Alternatives to detention in law
Poland has passed legislation providing for a mandate to consider alternatives to immigration detention.
The New Act on Foreigners entered into force on 1 May 2014. It is modelled on Directive 2008/115/EC of the European Parliament and of the Council of 16 December 2008 on common standards and procedures in Member States for returning illegally staying third-country nationals (the Returns Directive).
Article 398 of the New Act on Foreigners provides for the Polish Border Guard authority to apply any one or more of the following:
- Reporting at specified intervals to the Polish Border Guard;
- Lodging a security deposit, no lower than twice the amount of the minimum wage stipulated by minimum wage law;
- Surrendering of travel documents; and
- Directed residence at a location specified by the authorities.
Law prohibiting the detention of vulnerable groups
New Act on Foreigners entered into force on 1 May 2014.
An unaccompanied minor applying for the refugee status cannot be detained for the purpose of expulsion.
A foreign national applying for refugee status, whose mental and physical condition indicates that he/she might have been subjected to violence or that he/she is disabled cannot be placed in a guarded centre or in an arrest for the purpose of expulsion, unless his/her behaviour constitutes a threat to the safety, health or life of other foreigners accommodated in the facility or the staff, and if it may prove dangerous to his/her life or health.
Law providing a mandate to consider alternatives to detention
The New Act on Foreigners includes an ability to use alternatives in respect of all migrants who might otherwise be subject to detention, except those who pose a threat to state defence or security, or to public safety and order.

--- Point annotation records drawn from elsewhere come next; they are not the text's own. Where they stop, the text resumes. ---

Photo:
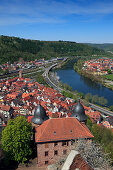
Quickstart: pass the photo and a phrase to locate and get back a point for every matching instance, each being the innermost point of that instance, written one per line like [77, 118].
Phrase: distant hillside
[12, 48]
[106, 47]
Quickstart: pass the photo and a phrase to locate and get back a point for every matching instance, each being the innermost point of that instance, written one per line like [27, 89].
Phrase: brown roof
[80, 163]
[61, 129]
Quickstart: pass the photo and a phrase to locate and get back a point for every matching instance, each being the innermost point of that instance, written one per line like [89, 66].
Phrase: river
[83, 84]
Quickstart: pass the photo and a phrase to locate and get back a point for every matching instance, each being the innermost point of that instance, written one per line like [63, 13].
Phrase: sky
[86, 21]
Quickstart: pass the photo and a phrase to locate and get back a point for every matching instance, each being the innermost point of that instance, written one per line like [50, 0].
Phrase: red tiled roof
[61, 129]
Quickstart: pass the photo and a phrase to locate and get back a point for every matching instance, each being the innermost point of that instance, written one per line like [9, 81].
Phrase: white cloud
[49, 11]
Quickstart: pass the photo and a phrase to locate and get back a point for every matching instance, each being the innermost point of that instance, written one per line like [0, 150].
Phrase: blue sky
[71, 20]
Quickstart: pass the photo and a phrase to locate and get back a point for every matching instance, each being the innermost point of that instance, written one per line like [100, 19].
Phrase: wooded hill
[106, 46]
[12, 48]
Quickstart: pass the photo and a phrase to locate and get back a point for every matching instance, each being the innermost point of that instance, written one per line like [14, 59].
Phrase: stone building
[54, 137]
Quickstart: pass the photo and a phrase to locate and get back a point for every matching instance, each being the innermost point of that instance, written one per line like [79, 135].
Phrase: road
[49, 82]
[106, 112]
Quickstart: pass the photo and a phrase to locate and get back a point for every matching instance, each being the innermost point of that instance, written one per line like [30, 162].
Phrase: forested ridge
[106, 46]
[12, 48]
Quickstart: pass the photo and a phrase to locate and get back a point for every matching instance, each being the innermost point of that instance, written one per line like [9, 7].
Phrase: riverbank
[93, 77]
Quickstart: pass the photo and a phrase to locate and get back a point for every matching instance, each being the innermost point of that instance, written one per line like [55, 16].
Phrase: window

These alternatives are regular reporting, directed residence, deposit of travel documents, and financial guarantees.
Monitoring: Handover of Travel Documents
New Act on Foreigners 2013 provides for a regular reporting to the authorities (reporting obligations); deposit of an adequate financial guarantee; submission of documents (obligation to surrender passport or travel document) and the obligation to stay at a certain place (required residence).
Over the past five years, the IDC has undertaken a program of research to identify and describe a number of positive alternatives to immigration detention (‘alternatives’) that respect fundamental rights, are less expensive and are equally or more effective than traditional border controls.
This research, entitled There are alternatives, provides readers with the guidance needed to successfully avoid unnecessary detention and to ensure community options are as effective as possible.
This text was published in September 2015.